İyileşme sırasında veya sonrasında derinin gerilmesi keloidlerin görünümünü destekler.
Kesik , yanık veya ameliyat gibi cilt hasarının bir sonucu olarak ortaya çıkar . Aknenin neden olduğu küçük lezyonlar keloidlere neden olabilir ve kendiliğinden ortaya çıktıkları izlenimini verir.
Bu nedenle vücudun belirli kısımları, lezyonları daha sık gösterdikleri için ( yüzün alt kısmı ) veya cildin gerilmesine daha yatkın oldukları için ( göğüs kemiği bölgesi , omuzlar ) daha fazla etkilenir .
Keloidler tüm etnik kökenleri etkileyebilir ancak genetik olarak pigmentli ciltler (siyah Afrikalılar ve Asyalılar) için daha yüksek bir prevalansa sahiptir.
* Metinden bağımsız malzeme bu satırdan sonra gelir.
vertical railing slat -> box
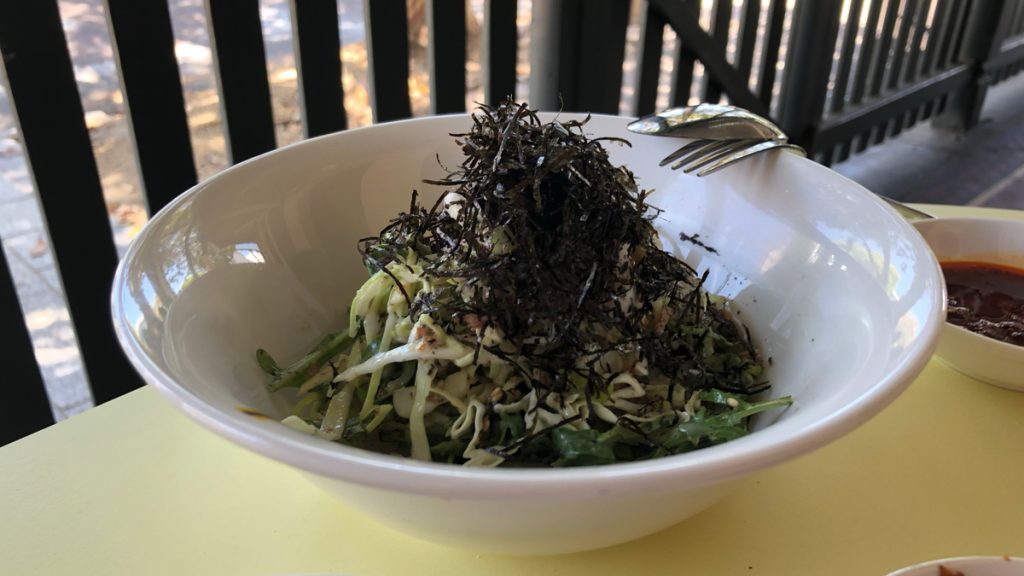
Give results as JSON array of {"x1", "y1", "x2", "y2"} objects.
[
  {"x1": 903, "y1": 0, "x2": 933, "y2": 82},
  {"x1": 0, "y1": 249, "x2": 53, "y2": 446},
  {"x1": 921, "y1": 0, "x2": 955, "y2": 120},
  {"x1": 778, "y1": 0, "x2": 842, "y2": 147},
  {"x1": 633, "y1": 2, "x2": 668, "y2": 116},
  {"x1": 704, "y1": 0, "x2": 732, "y2": 102},
  {"x1": 736, "y1": 0, "x2": 761, "y2": 84},
  {"x1": 829, "y1": 0, "x2": 864, "y2": 113},
  {"x1": 483, "y1": 0, "x2": 518, "y2": 104},
  {"x1": 921, "y1": 0, "x2": 955, "y2": 76},
  {"x1": 868, "y1": 0, "x2": 905, "y2": 96},
  {"x1": 206, "y1": 0, "x2": 275, "y2": 164},
  {"x1": 850, "y1": 0, "x2": 882, "y2": 105},
  {"x1": 104, "y1": 0, "x2": 196, "y2": 214},
  {"x1": 362, "y1": 0, "x2": 413, "y2": 122},
  {"x1": 669, "y1": 42, "x2": 696, "y2": 107},
  {"x1": 564, "y1": 0, "x2": 630, "y2": 114},
  {"x1": 758, "y1": 0, "x2": 785, "y2": 107},
  {"x1": 426, "y1": 0, "x2": 468, "y2": 114},
  {"x1": 892, "y1": 0, "x2": 932, "y2": 136},
  {"x1": 936, "y1": 0, "x2": 968, "y2": 69},
  {"x1": 857, "y1": 0, "x2": 901, "y2": 152},
  {"x1": 886, "y1": 0, "x2": 918, "y2": 90},
  {"x1": 0, "y1": 0, "x2": 141, "y2": 404},
  {"x1": 289, "y1": 0, "x2": 348, "y2": 138}
]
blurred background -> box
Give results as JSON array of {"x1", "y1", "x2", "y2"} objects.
[{"x1": 0, "y1": 0, "x2": 1024, "y2": 419}]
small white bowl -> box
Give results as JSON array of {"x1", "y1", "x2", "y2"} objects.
[
  {"x1": 113, "y1": 114, "x2": 945, "y2": 553},
  {"x1": 914, "y1": 218, "x2": 1024, "y2": 390},
  {"x1": 888, "y1": 556, "x2": 1024, "y2": 576}
]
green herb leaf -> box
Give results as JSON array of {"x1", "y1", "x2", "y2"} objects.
[{"x1": 551, "y1": 427, "x2": 615, "y2": 466}]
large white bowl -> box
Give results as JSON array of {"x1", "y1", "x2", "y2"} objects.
[{"x1": 113, "y1": 115, "x2": 945, "y2": 553}]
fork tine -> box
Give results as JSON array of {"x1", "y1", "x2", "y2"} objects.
[
  {"x1": 658, "y1": 139, "x2": 714, "y2": 166},
  {"x1": 683, "y1": 139, "x2": 760, "y2": 174},
  {"x1": 672, "y1": 140, "x2": 737, "y2": 170},
  {"x1": 697, "y1": 140, "x2": 807, "y2": 176}
]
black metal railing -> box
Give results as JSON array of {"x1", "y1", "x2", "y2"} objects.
[{"x1": 0, "y1": 0, "x2": 1024, "y2": 443}]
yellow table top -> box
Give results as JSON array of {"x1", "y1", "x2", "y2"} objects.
[{"x1": 0, "y1": 206, "x2": 1024, "y2": 576}]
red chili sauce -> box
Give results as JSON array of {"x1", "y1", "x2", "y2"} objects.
[{"x1": 942, "y1": 262, "x2": 1024, "y2": 346}]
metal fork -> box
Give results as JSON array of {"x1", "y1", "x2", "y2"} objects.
[
  {"x1": 658, "y1": 139, "x2": 807, "y2": 176},
  {"x1": 627, "y1": 104, "x2": 935, "y2": 220},
  {"x1": 627, "y1": 104, "x2": 807, "y2": 176}
]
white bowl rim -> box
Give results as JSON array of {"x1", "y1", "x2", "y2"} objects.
[
  {"x1": 886, "y1": 556, "x2": 1024, "y2": 576},
  {"x1": 112, "y1": 112, "x2": 945, "y2": 499}
]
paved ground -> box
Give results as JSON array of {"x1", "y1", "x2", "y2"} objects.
[{"x1": 0, "y1": 0, "x2": 1024, "y2": 418}]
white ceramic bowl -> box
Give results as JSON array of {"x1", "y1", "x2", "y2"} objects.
[
  {"x1": 889, "y1": 556, "x2": 1024, "y2": 576},
  {"x1": 113, "y1": 115, "x2": 945, "y2": 553},
  {"x1": 914, "y1": 218, "x2": 1024, "y2": 390}
]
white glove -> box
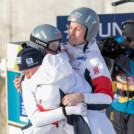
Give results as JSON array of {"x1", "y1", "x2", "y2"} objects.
[{"x1": 65, "y1": 103, "x2": 87, "y2": 115}]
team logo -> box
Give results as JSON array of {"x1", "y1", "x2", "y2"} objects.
[
  {"x1": 26, "y1": 58, "x2": 34, "y2": 65},
  {"x1": 71, "y1": 16, "x2": 77, "y2": 21},
  {"x1": 93, "y1": 67, "x2": 100, "y2": 74},
  {"x1": 17, "y1": 57, "x2": 21, "y2": 64}
]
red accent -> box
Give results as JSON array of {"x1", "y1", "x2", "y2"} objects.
[
  {"x1": 92, "y1": 76, "x2": 114, "y2": 100},
  {"x1": 38, "y1": 104, "x2": 58, "y2": 125},
  {"x1": 72, "y1": 16, "x2": 76, "y2": 21},
  {"x1": 93, "y1": 67, "x2": 100, "y2": 74}
]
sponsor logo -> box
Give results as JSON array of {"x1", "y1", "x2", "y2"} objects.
[
  {"x1": 36, "y1": 39, "x2": 47, "y2": 47},
  {"x1": 93, "y1": 67, "x2": 100, "y2": 74},
  {"x1": 26, "y1": 58, "x2": 34, "y2": 65},
  {"x1": 41, "y1": 31, "x2": 47, "y2": 39},
  {"x1": 85, "y1": 15, "x2": 91, "y2": 23},
  {"x1": 77, "y1": 57, "x2": 87, "y2": 61}
]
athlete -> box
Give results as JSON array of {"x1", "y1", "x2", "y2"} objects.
[
  {"x1": 17, "y1": 24, "x2": 91, "y2": 134},
  {"x1": 62, "y1": 7, "x2": 115, "y2": 134},
  {"x1": 112, "y1": 19, "x2": 134, "y2": 134},
  {"x1": 15, "y1": 7, "x2": 115, "y2": 134}
]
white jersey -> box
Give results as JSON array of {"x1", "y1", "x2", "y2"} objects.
[
  {"x1": 63, "y1": 40, "x2": 116, "y2": 134},
  {"x1": 22, "y1": 52, "x2": 92, "y2": 134}
]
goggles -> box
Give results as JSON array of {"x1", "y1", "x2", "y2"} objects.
[
  {"x1": 47, "y1": 40, "x2": 61, "y2": 52},
  {"x1": 30, "y1": 35, "x2": 61, "y2": 52}
]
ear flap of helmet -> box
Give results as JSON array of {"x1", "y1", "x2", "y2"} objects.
[
  {"x1": 68, "y1": 7, "x2": 99, "y2": 42},
  {"x1": 122, "y1": 19, "x2": 134, "y2": 41}
]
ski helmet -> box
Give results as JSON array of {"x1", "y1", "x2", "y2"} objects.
[
  {"x1": 30, "y1": 24, "x2": 62, "y2": 55},
  {"x1": 68, "y1": 7, "x2": 99, "y2": 42}
]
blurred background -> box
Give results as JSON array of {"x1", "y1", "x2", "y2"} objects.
[{"x1": 0, "y1": 0, "x2": 134, "y2": 134}]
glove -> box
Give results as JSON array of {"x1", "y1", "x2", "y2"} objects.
[{"x1": 65, "y1": 103, "x2": 87, "y2": 115}]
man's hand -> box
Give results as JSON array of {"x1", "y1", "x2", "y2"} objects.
[
  {"x1": 65, "y1": 103, "x2": 87, "y2": 116},
  {"x1": 14, "y1": 76, "x2": 21, "y2": 92},
  {"x1": 62, "y1": 93, "x2": 85, "y2": 106}
]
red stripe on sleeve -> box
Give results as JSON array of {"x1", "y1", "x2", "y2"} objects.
[{"x1": 92, "y1": 76, "x2": 114, "y2": 100}]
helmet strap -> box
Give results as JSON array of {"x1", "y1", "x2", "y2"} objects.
[{"x1": 83, "y1": 41, "x2": 89, "y2": 53}]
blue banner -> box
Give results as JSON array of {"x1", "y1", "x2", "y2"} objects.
[{"x1": 57, "y1": 13, "x2": 134, "y2": 42}]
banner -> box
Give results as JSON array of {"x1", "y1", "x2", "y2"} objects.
[{"x1": 57, "y1": 13, "x2": 134, "y2": 42}]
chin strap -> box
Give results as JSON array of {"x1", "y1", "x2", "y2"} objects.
[{"x1": 83, "y1": 41, "x2": 89, "y2": 53}]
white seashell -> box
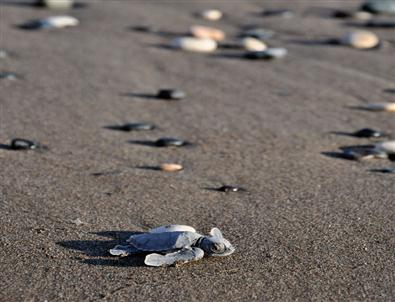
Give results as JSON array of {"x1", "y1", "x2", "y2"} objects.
[
  {"x1": 241, "y1": 37, "x2": 267, "y2": 51},
  {"x1": 41, "y1": 16, "x2": 79, "y2": 28},
  {"x1": 170, "y1": 37, "x2": 218, "y2": 52},
  {"x1": 375, "y1": 141, "x2": 395, "y2": 154},
  {"x1": 200, "y1": 9, "x2": 223, "y2": 21},
  {"x1": 43, "y1": 0, "x2": 74, "y2": 9},
  {"x1": 149, "y1": 224, "x2": 196, "y2": 233},
  {"x1": 340, "y1": 30, "x2": 380, "y2": 49},
  {"x1": 363, "y1": 103, "x2": 395, "y2": 112},
  {"x1": 189, "y1": 25, "x2": 225, "y2": 41}
]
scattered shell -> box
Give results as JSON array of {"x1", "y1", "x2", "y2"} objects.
[
  {"x1": 361, "y1": 0, "x2": 395, "y2": 14},
  {"x1": 200, "y1": 9, "x2": 223, "y2": 21},
  {"x1": 20, "y1": 16, "x2": 79, "y2": 30},
  {"x1": 155, "y1": 137, "x2": 189, "y2": 147},
  {"x1": 241, "y1": 28, "x2": 274, "y2": 40},
  {"x1": 340, "y1": 30, "x2": 380, "y2": 49},
  {"x1": 157, "y1": 89, "x2": 186, "y2": 100},
  {"x1": 361, "y1": 102, "x2": 395, "y2": 112},
  {"x1": 42, "y1": 0, "x2": 74, "y2": 9},
  {"x1": 216, "y1": 185, "x2": 246, "y2": 192},
  {"x1": 245, "y1": 48, "x2": 288, "y2": 60},
  {"x1": 241, "y1": 37, "x2": 267, "y2": 51},
  {"x1": 189, "y1": 25, "x2": 225, "y2": 41},
  {"x1": 160, "y1": 164, "x2": 183, "y2": 172},
  {"x1": 0, "y1": 71, "x2": 18, "y2": 81},
  {"x1": 10, "y1": 138, "x2": 41, "y2": 150},
  {"x1": 353, "y1": 128, "x2": 384, "y2": 138},
  {"x1": 170, "y1": 37, "x2": 218, "y2": 52},
  {"x1": 106, "y1": 123, "x2": 155, "y2": 131},
  {"x1": 375, "y1": 140, "x2": 395, "y2": 154},
  {"x1": 262, "y1": 9, "x2": 295, "y2": 18}
]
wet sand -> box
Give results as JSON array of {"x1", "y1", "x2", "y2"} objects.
[{"x1": 0, "y1": 0, "x2": 395, "y2": 301}]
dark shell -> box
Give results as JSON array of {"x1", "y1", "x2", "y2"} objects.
[
  {"x1": 217, "y1": 185, "x2": 246, "y2": 192},
  {"x1": 155, "y1": 137, "x2": 189, "y2": 147},
  {"x1": 10, "y1": 138, "x2": 40, "y2": 150},
  {"x1": 157, "y1": 89, "x2": 186, "y2": 100},
  {"x1": 353, "y1": 128, "x2": 383, "y2": 138}
]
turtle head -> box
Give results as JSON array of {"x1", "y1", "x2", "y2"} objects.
[{"x1": 200, "y1": 228, "x2": 235, "y2": 256}]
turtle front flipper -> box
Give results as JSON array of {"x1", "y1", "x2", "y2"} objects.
[
  {"x1": 110, "y1": 245, "x2": 141, "y2": 257},
  {"x1": 144, "y1": 247, "x2": 204, "y2": 266}
]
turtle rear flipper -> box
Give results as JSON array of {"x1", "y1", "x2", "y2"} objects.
[
  {"x1": 144, "y1": 247, "x2": 204, "y2": 266},
  {"x1": 110, "y1": 245, "x2": 141, "y2": 257}
]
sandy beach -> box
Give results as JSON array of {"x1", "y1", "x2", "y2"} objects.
[{"x1": 0, "y1": 0, "x2": 395, "y2": 301}]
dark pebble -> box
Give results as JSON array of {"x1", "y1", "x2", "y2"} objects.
[
  {"x1": 157, "y1": 89, "x2": 186, "y2": 100},
  {"x1": 353, "y1": 128, "x2": 383, "y2": 138},
  {"x1": 106, "y1": 123, "x2": 155, "y2": 131},
  {"x1": 262, "y1": 9, "x2": 294, "y2": 18},
  {"x1": 10, "y1": 138, "x2": 40, "y2": 150},
  {"x1": 155, "y1": 137, "x2": 190, "y2": 147},
  {"x1": 217, "y1": 186, "x2": 246, "y2": 192}
]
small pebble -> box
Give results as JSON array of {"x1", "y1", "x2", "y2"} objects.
[
  {"x1": 361, "y1": 0, "x2": 395, "y2": 14},
  {"x1": 42, "y1": 0, "x2": 74, "y2": 10},
  {"x1": 170, "y1": 37, "x2": 218, "y2": 53},
  {"x1": 189, "y1": 25, "x2": 225, "y2": 41},
  {"x1": 200, "y1": 9, "x2": 223, "y2": 21},
  {"x1": 216, "y1": 185, "x2": 246, "y2": 192},
  {"x1": 361, "y1": 102, "x2": 395, "y2": 112},
  {"x1": 0, "y1": 71, "x2": 18, "y2": 81},
  {"x1": 353, "y1": 128, "x2": 383, "y2": 138},
  {"x1": 107, "y1": 123, "x2": 155, "y2": 131},
  {"x1": 157, "y1": 89, "x2": 186, "y2": 100},
  {"x1": 10, "y1": 138, "x2": 41, "y2": 150},
  {"x1": 245, "y1": 48, "x2": 288, "y2": 60},
  {"x1": 20, "y1": 16, "x2": 79, "y2": 30},
  {"x1": 241, "y1": 37, "x2": 267, "y2": 51},
  {"x1": 160, "y1": 164, "x2": 183, "y2": 172},
  {"x1": 241, "y1": 28, "x2": 274, "y2": 41},
  {"x1": 155, "y1": 137, "x2": 189, "y2": 147},
  {"x1": 262, "y1": 9, "x2": 295, "y2": 18},
  {"x1": 375, "y1": 140, "x2": 395, "y2": 154},
  {"x1": 340, "y1": 30, "x2": 380, "y2": 49}
]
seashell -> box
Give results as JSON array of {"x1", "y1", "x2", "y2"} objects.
[
  {"x1": 340, "y1": 30, "x2": 380, "y2": 49},
  {"x1": 375, "y1": 140, "x2": 395, "y2": 154},
  {"x1": 156, "y1": 89, "x2": 186, "y2": 100},
  {"x1": 189, "y1": 25, "x2": 225, "y2": 41},
  {"x1": 155, "y1": 137, "x2": 189, "y2": 147},
  {"x1": 362, "y1": 102, "x2": 395, "y2": 112},
  {"x1": 160, "y1": 164, "x2": 183, "y2": 172},
  {"x1": 244, "y1": 48, "x2": 288, "y2": 60},
  {"x1": 170, "y1": 37, "x2": 218, "y2": 53},
  {"x1": 241, "y1": 37, "x2": 267, "y2": 51},
  {"x1": 200, "y1": 9, "x2": 223, "y2": 21},
  {"x1": 42, "y1": 0, "x2": 74, "y2": 9},
  {"x1": 149, "y1": 224, "x2": 196, "y2": 233}
]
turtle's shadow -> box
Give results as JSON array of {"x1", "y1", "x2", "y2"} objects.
[{"x1": 56, "y1": 231, "x2": 144, "y2": 267}]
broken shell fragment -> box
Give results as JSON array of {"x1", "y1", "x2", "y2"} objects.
[
  {"x1": 200, "y1": 9, "x2": 223, "y2": 21},
  {"x1": 361, "y1": 102, "x2": 395, "y2": 112},
  {"x1": 20, "y1": 16, "x2": 79, "y2": 30},
  {"x1": 340, "y1": 30, "x2": 380, "y2": 49},
  {"x1": 156, "y1": 89, "x2": 186, "y2": 100},
  {"x1": 170, "y1": 37, "x2": 218, "y2": 53},
  {"x1": 160, "y1": 164, "x2": 183, "y2": 172},
  {"x1": 10, "y1": 138, "x2": 41, "y2": 150},
  {"x1": 189, "y1": 25, "x2": 225, "y2": 41},
  {"x1": 241, "y1": 37, "x2": 267, "y2": 51}
]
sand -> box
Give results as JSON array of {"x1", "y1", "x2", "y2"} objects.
[{"x1": 0, "y1": 0, "x2": 395, "y2": 301}]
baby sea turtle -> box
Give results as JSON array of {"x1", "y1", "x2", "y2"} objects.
[{"x1": 110, "y1": 225, "x2": 235, "y2": 266}]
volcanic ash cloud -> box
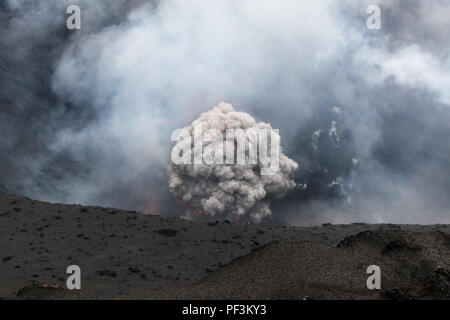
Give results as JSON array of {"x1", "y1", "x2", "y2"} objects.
[{"x1": 167, "y1": 102, "x2": 298, "y2": 223}]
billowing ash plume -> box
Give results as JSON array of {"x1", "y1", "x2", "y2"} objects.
[
  {"x1": 0, "y1": 0, "x2": 450, "y2": 225},
  {"x1": 167, "y1": 102, "x2": 298, "y2": 222}
]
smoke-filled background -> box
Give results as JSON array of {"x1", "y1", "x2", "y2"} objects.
[{"x1": 0, "y1": 0, "x2": 450, "y2": 225}]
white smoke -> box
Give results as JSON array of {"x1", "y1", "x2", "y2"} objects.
[{"x1": 167, "y1": 102, "x2": 298, "y2": 223}]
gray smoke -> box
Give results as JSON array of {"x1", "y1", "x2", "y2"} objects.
[
  {"x1": 0, "y1": 0, "x2": 450, "y2": 225},
  {"x1": 167, "y1": 102, "x2": 298, "y2": 223}
]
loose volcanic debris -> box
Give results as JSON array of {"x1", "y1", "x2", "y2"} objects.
[{"x1": 0, "y1": 194, "x2": 450, "y2": 299}]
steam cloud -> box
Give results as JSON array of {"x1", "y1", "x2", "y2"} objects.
[
  {"x1": 0, "y1": 0, "x2": 450, "y2": 225},
  {"x1": 167, "y1": 102, "x2": 298, "y2": 223}
]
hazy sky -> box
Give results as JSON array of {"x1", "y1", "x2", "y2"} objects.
[{"x1": 0, "y1": 0, "x2": 450, "y2": 225}]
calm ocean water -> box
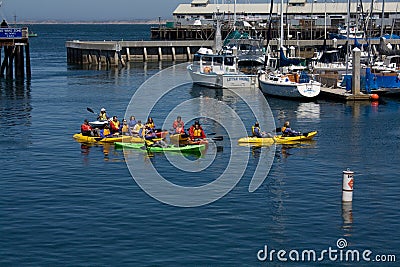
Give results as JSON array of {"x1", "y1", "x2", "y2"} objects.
[{"x1": 0, "y1": 25, "x2": 400, "y2": 266}]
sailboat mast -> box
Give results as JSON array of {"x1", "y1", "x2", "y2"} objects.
[
  {"x1": 346, "y1": 0, "x2": 351, "y2": 75},
  {"x1": 381, "y1": 0, "x2": 385, "y2": 36},
  {"x1": 279, "y1": 0, "x2": 284, "y2": 47},
  {"x1": 233, "y1": 0, "x2": 236, "y2": 31}
]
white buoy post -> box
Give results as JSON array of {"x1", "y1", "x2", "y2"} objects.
[{"x1": 342, "y1": 169, "x2": 354, "y2": 202}]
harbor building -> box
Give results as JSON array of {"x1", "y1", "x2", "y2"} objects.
[{"x1": 151, "y1": 0, "x2": 400, "y2": 40}]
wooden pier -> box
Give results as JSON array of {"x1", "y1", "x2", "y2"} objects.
[
  {"x1": 0, "y1": 27, "x2": 31, "y2": 79},
  {"x1": 65, "y1": 40, "x2": 400, "y2": 67},
  {"x1": 66, "y1": 41, "x2": 213, "y2": 66}
]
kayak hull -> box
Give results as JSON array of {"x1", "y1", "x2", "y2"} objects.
[
  {"x1": 274, "y1": 131, "x2": 318, "y2": 144},
  {"x1": 72, "y1": 133, "x2": 143, "y2": 143},
  {"x1": 115, "y1": 142, "x2": 205, "y2": 154},
  {"x1": 238, "y1": 136, "x2": 274, "y2": 145},
  {"x1": 169, "y1": 134, "x2": 208, "y2": 146}
]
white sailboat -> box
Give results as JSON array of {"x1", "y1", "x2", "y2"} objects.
[
  {"x1": 258, "y1": 0, "x2": 321, "y2": 98},
  {"x1": 187, "y1": 5, "x2": 257, "y2": 89},
  {"x1": 187, "y1": 48, "x2": 257, "y2": 89}
]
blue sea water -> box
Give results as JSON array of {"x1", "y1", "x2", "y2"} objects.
[{"x1": 0, "y1": 25, "x2": 400, "y2": 266}]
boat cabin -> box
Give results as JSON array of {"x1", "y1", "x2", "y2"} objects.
[{"x1": 193, "y1": 51, "x2": 238, "y2": 74}]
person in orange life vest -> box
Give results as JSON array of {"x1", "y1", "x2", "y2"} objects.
[
  {"x1": 110, "y1": 116, "x2": 121, "y2": 134},
  {"x1": 121, "y1": 119, "x2": 131, "y2": 135},
  {"x1": 172, "y1": 116, "x2": 185, "y2": 132},
  {"x1": 251, "y1": 122, "x2": 272, "y2": 138},
  {"x1": 100, "y1": 124, "x2": 113, "y2": 138},
  {"x1": 281, "y1": 121, "x2": 301, "y2": 136},
  {"x1": 97, "y1": 108, "x2": 108, "y2": 121},
  {"x1": 189, "y1": 121, "x2": 206, "y2": 140},
  {"x1": 139, "y1": 124, "x2": 157, "y2": 140},
  {"x1": 146, "y1": 117, "x2": 156, "y2": 130},
  {"x1": 81, "y1": 119, "x2": 94, "y2": 136},
  {"x1": 175, "y1": 123, "x2": 186, "y2": 134}
]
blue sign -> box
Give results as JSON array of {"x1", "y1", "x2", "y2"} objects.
[{"x1": 0, "y1": 28, "x2": 22, "y2": 39}]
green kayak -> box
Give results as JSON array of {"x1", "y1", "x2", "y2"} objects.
[{"x1": 115, "y1": 142, "x2": 206, "y2": 154}]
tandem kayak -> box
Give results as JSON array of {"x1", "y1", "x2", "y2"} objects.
[
  {"x1": 72, "y1": 133, "x2": 143, "y2": 144},
  {"x1": 274, "y1": 131, "x2": 318, "y2": 144},
  {"x1": 238, "y1": 136, "x2": 275, "y2": 145},
  {"x1": 115, "y1": 142, "x2": 205, "y2": 154},
  {"x1": 89, "y1": 121, "x2": 108, "y2": 129},
  {"x1": 169, "y1": 134, "x2": 208, "y2": 146}
]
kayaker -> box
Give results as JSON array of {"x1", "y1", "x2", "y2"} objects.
[
  {"x1": 121, "y1": 119, "x2": 131, "y2": 135},
  {"x1": 175, "y1": 123, "x2": 186, "y2": 134},
  {"x1": 128, "y1": 116, "x2": 137, "y2": 129},
  {"x1": 172, "y1": 116, "x2": 185, "y2": 132},
  {"x1": 130, "y1": 120, "x2": 144, "y2": 136},
  {"x1": 100, "y1": 124, "x2": 113, "y2": 138},
  {"x1": 146, "y1": 117, "x2": 156, "y2": 130},
  {"x1": 110, "y1": 116, "x2": 121, "y2": 134},
  {"x1": 139, "y1": 125, "x2": 157, "y2": 140},
  {"x1": 81, "y1": 119, "x2": 94, "y2": 136},
  {"x1": 251, "y1": 122, "x2": 272, "y2": 138},
  {"x1": 281, "y1": 121, "x2": 301, "y2": 136},
  {"x1": 97, "y1": 108, "x2": 108, "y2": 121},
  {"x1": 189, "y1": 121, "x2": 206, "y2": 140}
]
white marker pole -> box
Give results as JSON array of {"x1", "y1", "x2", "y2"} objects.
[{"x1": 342, "y1": 169, "x2": 354, "y2": 202}]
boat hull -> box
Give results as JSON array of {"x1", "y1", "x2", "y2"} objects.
[
  {"x1": 274, "y1": 131, "x2": 318, "y2": 144},
  {"x1": 238, "y1": 136, "x2": 274, "y2": 145},
  {"x1": 73, "y1": 133, "x2": 143, "y2": 143},
  {"x1": 259, "y1": 74, "x2": 321, "y2": 98},
  {"x1": 187, "y1": 65, "x2": 257, "y2": 89}
]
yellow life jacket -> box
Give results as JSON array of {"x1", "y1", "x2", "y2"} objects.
[{"x1": 99, "y1": 112, "x2": 107, "y2": 121}]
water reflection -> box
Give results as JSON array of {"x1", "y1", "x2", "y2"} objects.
[
  {"x1": 0, "y1": 80, "x2": 32, "y2": 145},
  {"x1": 342, "y1": 202, "x2": 353, "y2": 236}
]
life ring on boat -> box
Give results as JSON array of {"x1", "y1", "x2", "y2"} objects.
[{"x1": 203, "y1": 66, "x2": 211, "y2": 73}]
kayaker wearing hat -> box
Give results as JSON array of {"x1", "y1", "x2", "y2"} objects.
[
  {"x1": 281, "y1": 121, "x2": 301, "y2": 136},
  {"x1": 81, "y1": 119, "x2": 94, "y2": 136},
  {"x1": 97, "y1": 108, "x2": 108, "y2": 121},
  {"x1": 110, "y1": 116, "x2": 121, "y2": 134},
  {"x1": 189, "y1": 121, "x2": 206, "y2": 140},
  {"x1": 251, "y1": 121, "x2": 272, "y2": 138}
]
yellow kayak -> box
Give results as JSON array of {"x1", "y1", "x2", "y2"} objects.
[
  {"x1": 274, "y1": 131, "x2": 318, "y2": 144},
  {"x1": 238, "y1": 136, "x2": 274, "y2": 145},
  {"x1": 73, "y1": 133, "x2": 143, "y2": 143}
]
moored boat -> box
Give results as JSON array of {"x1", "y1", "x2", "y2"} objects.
[
  {"x1": 187, "y1": 48, "x2": 257, "y2": 89},
  {"x1": 73, "y1": 133, "x2": 143, "y2": 143},
  {"x1": 259, "y1": 71, "x2": 321, "y2": 98}
]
Keloidler özellikle özellikle sırasında, çocukları etkileyen ergenlik ve sonrası ergenlik .
Bununla birlikte, yeni cerrahi ve ameliyat sonrası teknikler sayesinde, bu izler giderek daha nadir hale gelmektedir.
Keloidlerin tarihi, Afrika folkloruyla yakından bağlantılıdır ; bu lezyonların kesin tanımları onun atasözlerinde ve geleneksel tıbbında belirtilmiştir .
Biz keloid ilk referanslar bulmak X inci yazılarında yüzyılda Yoruba , bir kabile Nijeryalı .
İlk bilimsel açıklama 1790'dan kalmadır ; Varsayılarak retz y olan herniasyonu ait deri altı yağ dokusu . In 1817 , doktor Jean-Louis Alibert , o Yunan gelen keloidin geçerli adını verdi χηλη şekli nedeniyle, "yengeç pençe".
Tedavilerin keloidler ve hipertrofik skarlar üzerindeki karışık etkinliği, günümüzde kullanılan tedavilerin çeşitliliğini açıklamaktadır. Tek başına revizyon ameliyatı, genellikle durumu daha da kötüleştirdiği için önerilmez.